Victims of the Armenian genocide included people killed in local massacres that began in 1915; others who died in deportations, from starvation, dehydration, exposure and disease; and Armenians who died in the desert regions of the southern Empire [today: Nth and E Syria, Nth Saudi Arabia and Iraq]. Plus tens of thousands of Armenian children were forcibly removed from their families and converted to Islam.
Were there any locally written reports and photos? In 1917 John Elder, a divinity student from Pennsylvania, joined the American Committee for Armenian and Syrian Relief Team that was aiding refugees. For 2 years, Elder did volunteer work with Armenian orphans when he photographed refugees and conditions at camps. Armin Wegner served as a nurse with the German Sanitary Corps. In 1915 and 1916, Wegner travelled throughout the Ottoman Empire and documented atrocities carried out against the Armenians, including children lying dead in the street.
And some influential foreigners spoke out against these atrocities eg British Prof of International History Arnold Toynbee. But how is it that other Christian countries didn’t intervene? Or at least take those Armenians who survived as refugees? US Ambassador to Constantinople Henry Morgenthau Sr (1856-1946) was deeply troubled by the atrocities committed against the Armenians and was one who sought to stir the U.S’s conscience in response. The plight of the Armenians triggered a generous public response, involving President Woodrow Wilson and thousands of ordinary American citizens who volunteered both at home and abroad, and raised $110+ million to assist Armenian orphans.
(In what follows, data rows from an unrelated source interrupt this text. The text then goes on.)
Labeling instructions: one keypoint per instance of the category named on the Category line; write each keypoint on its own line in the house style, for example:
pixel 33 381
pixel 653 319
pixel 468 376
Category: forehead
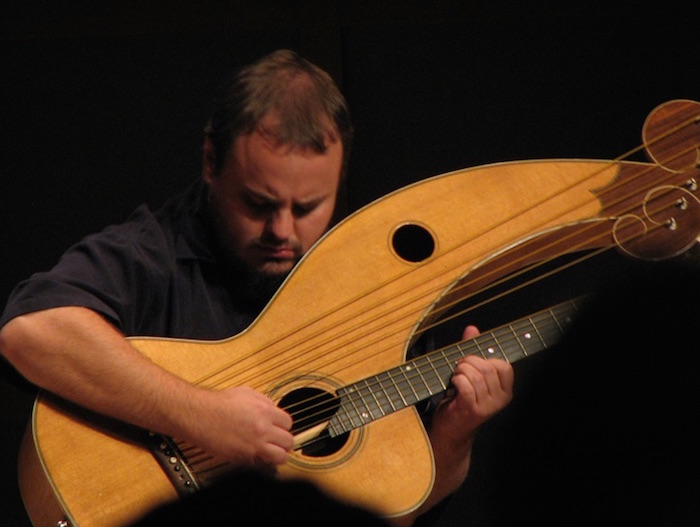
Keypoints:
pixel 261 165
This genocide almost ended 2,000+ years of Armenian civilisation in eastern Anatolia. The First Republic of Armenia (1918–20) was the first modern establishment of an Armenian nation. And it enabled an ethno-nationalist Turkish state, Republic of Turkey in 1923, as the successor state of the Ottoman Empire. Note that the Turkish government always maintained that the deportation of Armenians was a legitimate action, and therefore was never genocide.
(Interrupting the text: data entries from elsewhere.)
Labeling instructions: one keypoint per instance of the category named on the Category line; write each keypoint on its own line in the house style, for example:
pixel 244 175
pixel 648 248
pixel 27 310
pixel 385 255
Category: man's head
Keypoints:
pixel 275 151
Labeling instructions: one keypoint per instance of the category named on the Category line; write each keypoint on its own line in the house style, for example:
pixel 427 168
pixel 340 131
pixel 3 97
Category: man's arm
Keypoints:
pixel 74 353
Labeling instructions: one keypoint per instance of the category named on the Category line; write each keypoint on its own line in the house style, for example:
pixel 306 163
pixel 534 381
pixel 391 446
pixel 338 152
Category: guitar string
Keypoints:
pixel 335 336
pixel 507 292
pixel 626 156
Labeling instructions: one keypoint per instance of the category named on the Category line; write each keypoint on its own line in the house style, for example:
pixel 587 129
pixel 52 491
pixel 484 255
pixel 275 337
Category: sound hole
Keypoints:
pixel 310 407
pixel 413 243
The word genocide wasn’t formally coined until 1944, although the origin of the term and its codification in international law had their roots in the 1915–16 Armenian massacre. Lawyer Raphael Lemkin, himself a Polish Jewish refugee, was the man behind the first UN human rights treaty, the Convention on the Prevention and Punishment of the Crime of Genocide. He repeatedly stated that early exposure to the Ottoman Armenian genocide in newspaper was key to the need for legal protection of groups, the core element in the 1948 UN Genocide Convention. In any case, it has only been since the 1970s that scholars have offered close attention to this human catastrophe.
Refugee camp
Bodies in a field, a common in Armenian provinces in 1915 .
Britannica
Ottoman military forces march Armenians to an execution site
Holocaust Encyclopaedia
The modern Republic of Armenia became independent in 1991 with the dissolution of the Soviet Union. Most Armenians today are Christians (97%) and are members of the Armenian Apostolic Church.